Thank you, unidentified rich man who built this kitchen for us.

Having a crap time.

Ukrainian child + meat + plantain.

Hammock for one - good idea.
Hammock for two - bad idea.
Right now, it´s Semana Santa, Easter week, so Las Terrenas is packed with visitors from all over the country. And my wonderful cousin Cliona is here visiting, and we have been having lots of fun. So once it all dies down and Cliona goes, I´ll write about it. For today, I´ll leave you with photos.


Jesenia (a Colombian volunteer for the foundation I work for) and Samary, my friend Awdy´s mom. Samary made a sancocho, a traditional stew of root vegetables and meat, to celebrate the opening of  Awdy´s bar. She cooked it up over a gas burner on the street and fed everyone at midnight. It was amazing.
Watching the world go by in El Limón.

Hanging out by the river in El Limón.


My Slovenian student Klara in our new, beautiful playground.
He´s not wrong.
Girl, going places.


Saturday, 5 March 2016

Small town life

I am becoming a small town girl. I sat at a table sharing a sandwich with my roomie/buddy/wifey Rebecca on the side of a busy road in Las Terrenas. We started counting how many people we knew, and knew by name.
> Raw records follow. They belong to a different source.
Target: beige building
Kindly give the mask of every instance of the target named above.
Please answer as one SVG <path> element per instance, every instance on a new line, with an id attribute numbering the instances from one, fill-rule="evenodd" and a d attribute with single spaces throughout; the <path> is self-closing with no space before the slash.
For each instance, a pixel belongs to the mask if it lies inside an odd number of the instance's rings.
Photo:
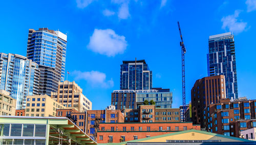
<path id="1" fill-rule="evenodd" d="M 0 90 L 0 115 L 15 115 L 16 99 L 10 96 L 10 93 Z"/>
<path id="2" fill-rule="evenodd" d="M 55 117 L 57 109 L 66 109 L 47 95 L 27 96 L 26 116 Z"/>
<path id="3" fill-rule="evenodd" d="M 75 81 L 59 82 L 57 92 L 52 92 L 51 98 L 67 108 L 75 108 L 79 111 L 92 109 L 92 102 L 82 94 L 82 89 Z"/>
For close to an hour I was happily entertained watching the comings and goings of neighbours, familiar faces and strangers. This is what people do here all day long, every day, and I get it. All plugged in to this little hive of activity and inactivity, a theatre in which the actors and the audience are one and the same.
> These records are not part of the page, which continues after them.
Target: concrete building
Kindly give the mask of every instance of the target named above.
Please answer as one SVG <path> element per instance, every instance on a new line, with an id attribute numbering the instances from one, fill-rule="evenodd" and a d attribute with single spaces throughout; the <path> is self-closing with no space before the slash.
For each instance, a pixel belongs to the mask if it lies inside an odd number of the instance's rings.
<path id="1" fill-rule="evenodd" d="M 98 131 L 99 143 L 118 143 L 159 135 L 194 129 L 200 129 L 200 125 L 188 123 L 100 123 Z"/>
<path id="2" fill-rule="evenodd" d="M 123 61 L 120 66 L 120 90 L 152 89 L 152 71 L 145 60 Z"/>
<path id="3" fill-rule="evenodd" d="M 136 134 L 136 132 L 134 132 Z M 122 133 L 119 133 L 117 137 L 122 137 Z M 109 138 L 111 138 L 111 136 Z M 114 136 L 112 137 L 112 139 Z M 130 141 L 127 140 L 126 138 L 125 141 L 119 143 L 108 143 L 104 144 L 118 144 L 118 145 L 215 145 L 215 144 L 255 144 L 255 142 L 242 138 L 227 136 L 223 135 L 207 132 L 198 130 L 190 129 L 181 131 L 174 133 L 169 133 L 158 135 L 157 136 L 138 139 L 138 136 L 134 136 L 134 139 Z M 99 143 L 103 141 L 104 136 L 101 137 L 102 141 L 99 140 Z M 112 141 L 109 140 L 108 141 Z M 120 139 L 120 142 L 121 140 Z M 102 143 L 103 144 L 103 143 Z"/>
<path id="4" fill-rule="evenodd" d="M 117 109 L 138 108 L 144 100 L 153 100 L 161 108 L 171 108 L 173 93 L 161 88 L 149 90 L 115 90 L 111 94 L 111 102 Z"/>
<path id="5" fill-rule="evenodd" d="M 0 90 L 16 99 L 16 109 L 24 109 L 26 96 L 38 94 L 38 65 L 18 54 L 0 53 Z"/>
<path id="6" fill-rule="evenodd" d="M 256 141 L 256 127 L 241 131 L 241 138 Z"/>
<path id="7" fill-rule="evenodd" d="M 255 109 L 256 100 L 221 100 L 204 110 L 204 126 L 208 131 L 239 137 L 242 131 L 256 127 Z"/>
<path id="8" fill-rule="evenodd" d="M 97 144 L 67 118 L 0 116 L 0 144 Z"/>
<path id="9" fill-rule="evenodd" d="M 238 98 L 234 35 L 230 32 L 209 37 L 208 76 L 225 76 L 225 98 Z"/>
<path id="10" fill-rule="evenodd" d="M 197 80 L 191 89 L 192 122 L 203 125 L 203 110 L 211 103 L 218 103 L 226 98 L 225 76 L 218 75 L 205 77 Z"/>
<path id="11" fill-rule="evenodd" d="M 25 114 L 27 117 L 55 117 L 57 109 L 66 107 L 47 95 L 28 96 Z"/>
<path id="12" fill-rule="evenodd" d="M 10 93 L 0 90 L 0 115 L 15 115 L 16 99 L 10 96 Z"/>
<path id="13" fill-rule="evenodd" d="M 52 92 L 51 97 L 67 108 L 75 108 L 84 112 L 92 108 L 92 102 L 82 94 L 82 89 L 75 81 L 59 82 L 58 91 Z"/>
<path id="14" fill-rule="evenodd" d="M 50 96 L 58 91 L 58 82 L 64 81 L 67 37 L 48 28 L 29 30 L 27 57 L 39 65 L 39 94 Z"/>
It´s been a long time since I´ve written a blog entry, and so much has happened since then. I went home, for one, for the first time in almost a year. I had never been so long away from Ireland and I was a nervous wreck of anticipation for the 2 weeks prior to my joyful Christmas trip. The trip itself started out not so joyful when I realised I had messed up my booking and had no ticket (while in the check-in line) but I eventually got on a plane and got home to my beloved home in Howth, Co. Dublin. This blog is not to talk about my time at home, so all I´ll say is it was truly wonderful.


Beach trip with my class

On the way back I had to fly through Frankfurt (thanks to my booking disaster) and got on a Thomas Cook plane going to Puerto Plata with lots of resort-goers. Much like the first time I flew to the DR, I was squeezed beside a very fat woman who was taking up a fair amount of my seat´s space. That first flight was such a positive experience, with my lovely chubby neighbour being such a dote, that I knew this time would be good too. And it was. She was called Felicia, and across the aisle was her sister Marisa. They have been living in Italy for almost 30 years, their brothers live there too, they have kids and Marisa has a grandchild. They live a very Dominican life there in Italy, eating rice, beans and meat every day and speaking Spanish at home. They used to come home every 3 or 4 years until 14 years ago when their mother died and they came home for her funeral, after that they couldn´t face returning to their motherland without their mother. Then, a couple of weeks before the flight, Marisa convinced Felicia to go and so there they were, nervously anticipating their return home.  We chatted on and off throughout the 8 ½ hour flight and when I got to Puerto Plata their family insisted on giving me a lift to my hotel and invited me to the family reunion that evening. I love fat ladies on planes.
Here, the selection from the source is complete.